On Monday, ICE agents were deployed to 14 major airports nationwide to assist TSA employees amid the department’s staffing shortage. Dozens of images over the last three days have captured the federal officers lounging or loitering around the airports they have been assigned to.

ATLANTA, UNITED STATES - MARCH 24: ICE agents stand at security checkpoints at Hartsfield-Jackson Atlanta International Airport as they assist operations during a partial government shutdown while TSA personnel work without pay, leading to long lines and delays in Atlanta, United States, on March 24, 2026. (Photo by Peter Zay/Anadolu via Getty Images)
A man at Hartsfield-Jackson Atlanta International Airport confronts ICE agents.

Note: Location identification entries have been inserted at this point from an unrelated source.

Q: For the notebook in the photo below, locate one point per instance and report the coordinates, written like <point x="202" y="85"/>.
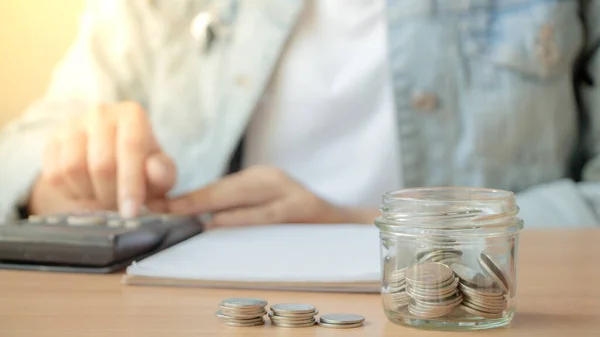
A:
<point x="305" y="257"/>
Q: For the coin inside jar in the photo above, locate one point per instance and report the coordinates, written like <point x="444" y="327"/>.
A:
<point x="430" y="273"/>
<point x="494" y="271"/>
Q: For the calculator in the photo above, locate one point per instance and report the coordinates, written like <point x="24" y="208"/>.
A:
<point x="92" y="242"/>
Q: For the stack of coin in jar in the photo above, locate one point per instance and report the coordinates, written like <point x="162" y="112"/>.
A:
<point x="483" y="295"/>
<point x="293" y="315"/>
<point x="397" y="289"/>
<point x="433" y="290"/>
<point x="242" y="312"/>
<point x="440" y="255"/>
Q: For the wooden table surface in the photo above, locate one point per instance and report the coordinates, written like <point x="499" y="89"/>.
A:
<point x="558" y="291"/>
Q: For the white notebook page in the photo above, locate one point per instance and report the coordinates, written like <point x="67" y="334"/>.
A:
<point x="272" y="254"/>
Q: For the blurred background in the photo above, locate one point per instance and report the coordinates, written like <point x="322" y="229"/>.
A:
<point x="34" y="36"/>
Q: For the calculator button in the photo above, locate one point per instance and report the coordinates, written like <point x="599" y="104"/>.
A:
<point x="85" y="220"/>
<point x="132" y="224"/>
<point x="53" y="219"/>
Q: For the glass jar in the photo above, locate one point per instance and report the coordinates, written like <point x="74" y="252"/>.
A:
<point x="449" y="257"/>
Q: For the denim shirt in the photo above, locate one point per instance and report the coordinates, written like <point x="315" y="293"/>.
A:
<point x="484" y="91"/>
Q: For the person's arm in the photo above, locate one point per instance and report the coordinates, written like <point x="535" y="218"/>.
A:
<point x="566" y="203"/>
<point x="105" y="63"/>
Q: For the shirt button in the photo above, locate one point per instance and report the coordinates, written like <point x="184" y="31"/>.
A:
<point x="242" y="81"/>
<point x="425" y="101"/>
<point x="201" y="28"/>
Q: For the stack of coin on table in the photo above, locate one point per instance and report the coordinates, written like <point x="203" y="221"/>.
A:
<point x="433" y="290"/>
<point x="293" y="315"/>
<point x="484" y="295"/>
<point x="242" y="312"/>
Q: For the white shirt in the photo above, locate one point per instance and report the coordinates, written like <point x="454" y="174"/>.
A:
<point x="328" y="118"/>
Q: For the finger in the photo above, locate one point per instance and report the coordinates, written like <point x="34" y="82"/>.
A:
<point x="241" y="189"/>
<point x="51" y="169"/>
<point x="161" y="174"/>
<point x="73" y="161"/>
<point x="135" y="143"/>
<point x="158" y="205"/>
<point x="270" y="213"/>
<point x="101" y="156"/>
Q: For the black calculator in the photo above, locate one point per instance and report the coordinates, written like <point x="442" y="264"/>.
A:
<point x="94" y="242"/>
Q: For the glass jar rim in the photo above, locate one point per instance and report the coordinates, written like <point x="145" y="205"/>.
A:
<point x="448" y="207"/>
<point x="484" y="193"/>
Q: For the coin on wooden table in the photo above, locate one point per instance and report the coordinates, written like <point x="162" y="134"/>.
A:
<point x="340" y="326"/>
<point x="291" y="309"/>
<point x="242" y="311"/>
<point x="493" y="270"/>
<point x="293" y="315"/>
<point x="243" y="303"/>
<point x="243" y="325"/>
<point x="293" y="325"/>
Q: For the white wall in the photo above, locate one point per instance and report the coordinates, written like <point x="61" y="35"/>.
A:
<point x="34" y="35"/>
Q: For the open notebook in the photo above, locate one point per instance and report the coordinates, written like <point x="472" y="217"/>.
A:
<point x="284" y="257"/>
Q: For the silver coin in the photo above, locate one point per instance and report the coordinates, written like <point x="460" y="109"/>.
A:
<point x="422" y="253"/>
<point x="438" y="255"/>
<point x="292" y="321"/>
<point x="35" y="218"/>
<point x="85" y="220"/>
<point x="478" y="313"/>
<point x="494" y="271"/>
<point x="436" y="292"/>
<point x="483" y="307"/>
<point x="424" y="287"/>
<point x="399" y="300"/>
<point x="224" y="316"/>
<point x="242" y="313"/>
<point x="340" y="326"/>
<point x="289" y="325"/>
<point x="292" y="318"/>
<point x="243" y="303"/>
<point x="451" y="301"/>
<point x="53" y="219"/>
<point x="481" y="292"/>
<point x="292" y="308"/>
<point x="430" y="273"/>
<point x="492" y="304"/>
<point x="244" y="325"/>
<point x="342" y="318"/>
<point x="428" y="313"/>
<point x="465" y="273"/>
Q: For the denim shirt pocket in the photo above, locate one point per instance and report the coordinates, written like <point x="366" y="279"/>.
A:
<point x="518" y="61"/>
<point x="538" y="38"/>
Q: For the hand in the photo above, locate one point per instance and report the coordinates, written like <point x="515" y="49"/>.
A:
<point x="263" y="195"/>
<point x="107" y="159"/>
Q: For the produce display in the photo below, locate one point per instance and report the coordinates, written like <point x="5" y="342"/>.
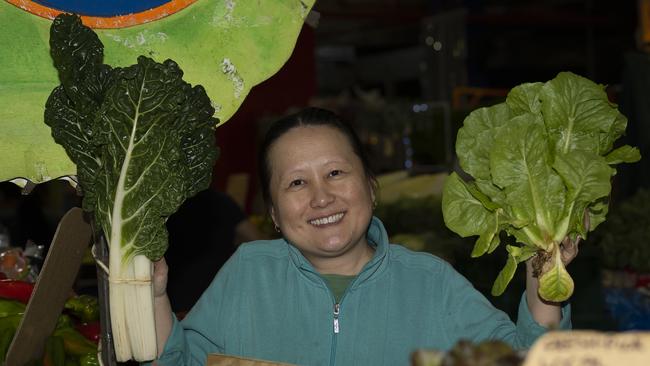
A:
<point x="539" y="169"/>
<point x="143" y="141"/>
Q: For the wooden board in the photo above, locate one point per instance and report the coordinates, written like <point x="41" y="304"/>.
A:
<point x="52" y="289"/>
<point x="223" y="360"/>
<point x="590" y="348"/>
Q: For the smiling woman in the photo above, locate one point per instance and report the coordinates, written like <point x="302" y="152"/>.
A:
<point x="332" y="290"/>
<point x="320" y="195"/>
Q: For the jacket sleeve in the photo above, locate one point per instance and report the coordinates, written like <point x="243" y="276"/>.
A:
<point x="471" y="316"/>
<point x="204" y="329"/>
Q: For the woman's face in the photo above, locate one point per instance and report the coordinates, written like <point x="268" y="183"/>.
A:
<point x="322" y="199"/>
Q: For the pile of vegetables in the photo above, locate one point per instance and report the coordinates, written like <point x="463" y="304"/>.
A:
<point x="537" y="167"/>
<point x="75" y="337"/>
<point x="143" y="141"/>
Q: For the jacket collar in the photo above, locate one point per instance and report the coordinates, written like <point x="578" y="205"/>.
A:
<point x="377" y="237"/>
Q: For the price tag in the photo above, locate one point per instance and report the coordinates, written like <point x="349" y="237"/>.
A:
<point x="588" y="348"/>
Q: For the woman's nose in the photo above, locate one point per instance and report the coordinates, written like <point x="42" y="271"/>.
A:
<point x="322" y="196"/>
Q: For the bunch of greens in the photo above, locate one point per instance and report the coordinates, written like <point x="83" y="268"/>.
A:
<point x="143" y="141"/>
<point x="540" y="166"/>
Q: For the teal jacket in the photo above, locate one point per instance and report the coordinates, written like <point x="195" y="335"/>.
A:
<point x="268" y="302"/>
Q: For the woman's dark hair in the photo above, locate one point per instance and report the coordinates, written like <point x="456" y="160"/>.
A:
<point x="307" y="117"/>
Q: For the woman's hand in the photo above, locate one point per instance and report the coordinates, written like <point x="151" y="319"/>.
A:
<point x="160" y="271"/>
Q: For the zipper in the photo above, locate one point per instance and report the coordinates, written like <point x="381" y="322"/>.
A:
<point x="336" y="318"/>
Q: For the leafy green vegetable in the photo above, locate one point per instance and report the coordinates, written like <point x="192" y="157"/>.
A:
<point x="143" y="141"/>
<point x="141" y="137"/>
<point x="540" y="162"/>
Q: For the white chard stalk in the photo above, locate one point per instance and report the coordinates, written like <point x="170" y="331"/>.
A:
<point x="131" y="302"/>
<point x="131" y="306"/>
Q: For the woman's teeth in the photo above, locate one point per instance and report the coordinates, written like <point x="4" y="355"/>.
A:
<point x="327" y="220"/>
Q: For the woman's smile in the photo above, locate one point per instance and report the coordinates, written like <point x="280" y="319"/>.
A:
<point x="328" y="220"/>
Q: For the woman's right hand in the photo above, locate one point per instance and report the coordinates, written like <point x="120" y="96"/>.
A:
<point x="160" y="271"/>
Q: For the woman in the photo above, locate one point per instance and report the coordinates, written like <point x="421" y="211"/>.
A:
<point x="333" y="291"/>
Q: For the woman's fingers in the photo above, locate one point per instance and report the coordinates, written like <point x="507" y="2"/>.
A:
<point x="160" y="270"/>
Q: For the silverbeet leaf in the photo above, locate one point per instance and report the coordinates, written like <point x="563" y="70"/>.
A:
<point x="142" y="138"/>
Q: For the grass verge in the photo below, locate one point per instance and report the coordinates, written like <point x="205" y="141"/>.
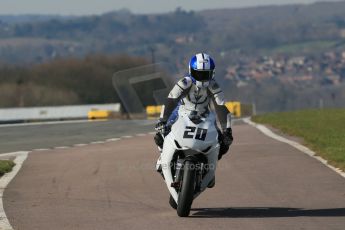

Anadolu/Anadolu via Getty Images

Pascual Contreras, a TSA officer in Arizona, told the BBC that the decision didn’t make much sense.

“I don’t think we need them here,” he said. “We need to be paid. Why would you bring another agency to be TSA when you already have TSA?”

United States Immigration and Customs Enforcement (ICE) agents gather at a coffee shop, after hundreds of Immigration and Customs Enforcement agents were ordered to deploy to airports to help fill TSA staffing gaps, at Luis Munoz Marin International Airport in Carolina, Puerto Rico, March 24, 2026. REUTERS/Ricardo Arduengo
ICE agents enjoying some leisure time at an airport Starbucks. Ricardo Arduengo/REUTERS

The last time Trump deployed the National Guard to do his bidding during his proposed crackdown on crime last year, federal troops were primarily seen picking up trash and spreading mulch as glorified Park Service workers.

The Daily Beast reached out to the White House and the National Guard for comment.